Suppose the following numpy array
>>> z = np.zeros(3, dtype={'names': ("id", "dim1", "cnt1"), 'formats': ('i8', 'S3', 'u8')})
>>> z
array([(0, '', 0L), (0, '', 0L), (0, '', 0L)],
dtype=[('id', '<i8'), ('dim1', 'S3'), ('cnt1', '<u8')])
>>> z["dim1"] = ["foo", "foo", "bar"]
>>>
>>>
>>> z["cnt1"] = [1,2,3]
>>> z
array([(0, 'foo', 1L), (0, 'foo', 2L), (0, 'bar', 3L)],
dtype=[('id', '<i8'), ('dim1', 'S3'), ('cnt1', '<u8')])

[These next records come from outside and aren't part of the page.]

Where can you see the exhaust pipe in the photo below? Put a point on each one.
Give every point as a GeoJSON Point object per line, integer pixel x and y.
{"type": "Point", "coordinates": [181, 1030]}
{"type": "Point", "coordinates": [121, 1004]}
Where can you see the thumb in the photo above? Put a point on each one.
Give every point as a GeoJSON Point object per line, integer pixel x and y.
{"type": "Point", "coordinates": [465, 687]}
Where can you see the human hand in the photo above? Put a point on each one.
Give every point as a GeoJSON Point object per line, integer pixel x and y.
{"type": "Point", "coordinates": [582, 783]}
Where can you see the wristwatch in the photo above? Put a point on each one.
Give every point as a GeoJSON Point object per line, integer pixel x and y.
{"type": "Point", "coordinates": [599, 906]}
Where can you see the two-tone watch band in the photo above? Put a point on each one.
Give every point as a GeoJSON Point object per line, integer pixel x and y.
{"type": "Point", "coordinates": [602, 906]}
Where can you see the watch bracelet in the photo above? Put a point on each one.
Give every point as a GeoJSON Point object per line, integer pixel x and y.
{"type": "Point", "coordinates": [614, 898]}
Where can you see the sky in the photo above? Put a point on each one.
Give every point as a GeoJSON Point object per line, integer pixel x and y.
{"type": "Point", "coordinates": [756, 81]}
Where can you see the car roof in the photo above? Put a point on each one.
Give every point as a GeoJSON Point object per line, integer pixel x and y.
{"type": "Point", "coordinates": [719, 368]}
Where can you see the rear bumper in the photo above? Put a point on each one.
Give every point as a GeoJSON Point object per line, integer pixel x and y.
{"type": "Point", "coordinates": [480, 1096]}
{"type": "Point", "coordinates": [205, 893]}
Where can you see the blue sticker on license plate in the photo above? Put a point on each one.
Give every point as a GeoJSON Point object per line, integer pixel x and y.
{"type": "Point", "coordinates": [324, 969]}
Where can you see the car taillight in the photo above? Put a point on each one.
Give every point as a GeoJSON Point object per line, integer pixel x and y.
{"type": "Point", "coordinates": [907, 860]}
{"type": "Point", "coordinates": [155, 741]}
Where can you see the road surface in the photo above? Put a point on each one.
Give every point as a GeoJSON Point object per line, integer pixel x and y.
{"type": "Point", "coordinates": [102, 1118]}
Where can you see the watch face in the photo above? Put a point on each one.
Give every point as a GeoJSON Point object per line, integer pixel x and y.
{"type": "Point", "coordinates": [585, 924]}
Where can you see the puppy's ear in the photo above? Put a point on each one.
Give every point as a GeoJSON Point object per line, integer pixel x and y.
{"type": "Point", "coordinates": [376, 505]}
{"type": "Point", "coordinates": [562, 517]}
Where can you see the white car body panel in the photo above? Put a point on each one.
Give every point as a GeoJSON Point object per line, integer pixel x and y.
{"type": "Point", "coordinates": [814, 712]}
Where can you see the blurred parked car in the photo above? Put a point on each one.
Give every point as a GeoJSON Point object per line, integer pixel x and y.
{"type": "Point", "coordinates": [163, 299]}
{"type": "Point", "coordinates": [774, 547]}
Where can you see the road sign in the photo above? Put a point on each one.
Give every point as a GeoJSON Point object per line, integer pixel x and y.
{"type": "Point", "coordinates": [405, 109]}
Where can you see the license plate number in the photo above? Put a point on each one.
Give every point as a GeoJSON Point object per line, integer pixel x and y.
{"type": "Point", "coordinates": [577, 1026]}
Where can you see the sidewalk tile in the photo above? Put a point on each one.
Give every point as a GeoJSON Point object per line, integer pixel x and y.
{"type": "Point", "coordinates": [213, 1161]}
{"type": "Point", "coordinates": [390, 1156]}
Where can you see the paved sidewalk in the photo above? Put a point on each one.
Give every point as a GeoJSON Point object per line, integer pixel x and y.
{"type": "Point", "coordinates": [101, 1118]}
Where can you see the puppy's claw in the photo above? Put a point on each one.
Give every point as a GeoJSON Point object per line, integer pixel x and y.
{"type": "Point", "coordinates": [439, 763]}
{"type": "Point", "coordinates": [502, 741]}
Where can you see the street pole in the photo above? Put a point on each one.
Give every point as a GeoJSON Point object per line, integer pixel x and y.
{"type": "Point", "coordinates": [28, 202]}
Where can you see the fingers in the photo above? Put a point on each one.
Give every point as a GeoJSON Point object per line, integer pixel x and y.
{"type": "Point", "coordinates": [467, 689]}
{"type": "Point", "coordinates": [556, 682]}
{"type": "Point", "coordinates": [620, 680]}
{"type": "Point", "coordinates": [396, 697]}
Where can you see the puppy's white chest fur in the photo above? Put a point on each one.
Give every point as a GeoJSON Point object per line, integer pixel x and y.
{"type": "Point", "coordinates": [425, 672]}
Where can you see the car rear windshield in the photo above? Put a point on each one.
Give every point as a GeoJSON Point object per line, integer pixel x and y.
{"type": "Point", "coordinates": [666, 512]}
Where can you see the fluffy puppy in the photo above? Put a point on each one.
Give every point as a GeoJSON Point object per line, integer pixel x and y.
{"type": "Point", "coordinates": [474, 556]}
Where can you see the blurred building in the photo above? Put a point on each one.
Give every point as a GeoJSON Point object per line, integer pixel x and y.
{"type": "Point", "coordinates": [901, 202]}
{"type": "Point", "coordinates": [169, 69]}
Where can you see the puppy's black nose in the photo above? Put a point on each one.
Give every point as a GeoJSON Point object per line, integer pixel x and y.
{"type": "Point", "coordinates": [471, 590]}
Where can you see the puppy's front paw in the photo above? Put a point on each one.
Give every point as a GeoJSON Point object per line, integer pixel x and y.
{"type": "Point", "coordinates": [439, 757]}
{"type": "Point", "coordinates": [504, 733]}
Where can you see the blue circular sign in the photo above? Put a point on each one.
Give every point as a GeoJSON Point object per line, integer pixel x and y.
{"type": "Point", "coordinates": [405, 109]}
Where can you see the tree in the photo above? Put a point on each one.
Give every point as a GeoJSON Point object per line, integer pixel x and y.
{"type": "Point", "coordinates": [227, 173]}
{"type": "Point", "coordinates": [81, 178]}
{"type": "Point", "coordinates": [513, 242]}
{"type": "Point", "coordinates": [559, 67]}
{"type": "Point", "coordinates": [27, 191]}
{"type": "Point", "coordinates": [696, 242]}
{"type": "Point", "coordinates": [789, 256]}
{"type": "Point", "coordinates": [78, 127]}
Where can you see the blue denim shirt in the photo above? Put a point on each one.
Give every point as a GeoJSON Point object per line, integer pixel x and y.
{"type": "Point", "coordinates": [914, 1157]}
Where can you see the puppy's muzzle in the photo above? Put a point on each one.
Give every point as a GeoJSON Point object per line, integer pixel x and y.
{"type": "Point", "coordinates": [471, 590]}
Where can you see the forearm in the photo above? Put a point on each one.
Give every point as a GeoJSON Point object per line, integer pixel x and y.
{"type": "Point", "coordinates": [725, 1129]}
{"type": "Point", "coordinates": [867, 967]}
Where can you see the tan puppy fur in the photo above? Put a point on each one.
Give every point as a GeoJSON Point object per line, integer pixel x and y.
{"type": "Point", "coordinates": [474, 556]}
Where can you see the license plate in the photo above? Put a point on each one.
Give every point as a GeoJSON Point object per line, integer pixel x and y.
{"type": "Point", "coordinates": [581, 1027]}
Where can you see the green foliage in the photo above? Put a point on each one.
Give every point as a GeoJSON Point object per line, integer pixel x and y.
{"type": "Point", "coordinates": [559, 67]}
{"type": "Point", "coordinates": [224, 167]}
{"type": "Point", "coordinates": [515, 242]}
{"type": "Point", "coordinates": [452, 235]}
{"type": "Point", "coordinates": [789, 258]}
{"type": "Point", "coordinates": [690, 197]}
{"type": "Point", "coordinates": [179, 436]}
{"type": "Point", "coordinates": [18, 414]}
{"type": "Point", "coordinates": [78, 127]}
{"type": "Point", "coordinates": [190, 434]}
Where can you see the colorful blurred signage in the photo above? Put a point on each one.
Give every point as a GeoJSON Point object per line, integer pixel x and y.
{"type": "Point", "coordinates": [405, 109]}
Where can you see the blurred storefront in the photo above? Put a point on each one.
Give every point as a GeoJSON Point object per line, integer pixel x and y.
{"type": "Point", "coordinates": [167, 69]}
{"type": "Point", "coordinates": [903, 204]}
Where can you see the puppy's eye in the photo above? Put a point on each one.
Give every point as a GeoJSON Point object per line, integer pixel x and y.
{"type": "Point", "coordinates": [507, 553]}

And I want to map each unique dim1
to an id.
One way to do it with a for loop on unique dim1 values is the following:
>>> unique_groups = np.unique(z["dim1"])
>>> groups = z["dim1"]
>>> for idx, ug in enumerate(unique_groups):
... z["id"][ug == groups] = idx
...
>>> z
array([(1, 'foo', 1L), (1, 'foo', 2L), (0, 'bar', 3L)],
dtype=[('id', '<i8'), ('dim1', 'S3'), ('cnt1', '<u8')])
>>>
I was wondering if there is way to do it without a for loop, with a vector operation instead. I tried to perform it with vectorizing a function like shown below
>>> def map_column(key):
... return m[key]
...
>>> m
{'foo': 1, 'bar': 0}
>>> f = np.vectorize(map_column, otypes=[str])
>>> f(z["dim1"])
array(['1', '1', '0'],
dtype='|S1')
Is any other more efficient way to do it ? And between the 2 ways which is considered to be better performance wise ?
CodePudding user response:
You can use .searchsorted()
:
In [2]: unique_groups = np.unique(z["dim1"])
In [3]: z["id"] = unique_groups.searchsorted(z["dim1"])
In [4]: z
Out[4]:
array([(1, b'foo', 1), (1, b'foo', 2), (0, b'bar', 3)],
dtype=[('id', '<i8'), ('dim1', 'S3'), ('cnt1', '<u8')])
Not sure about performance, but probably not much better.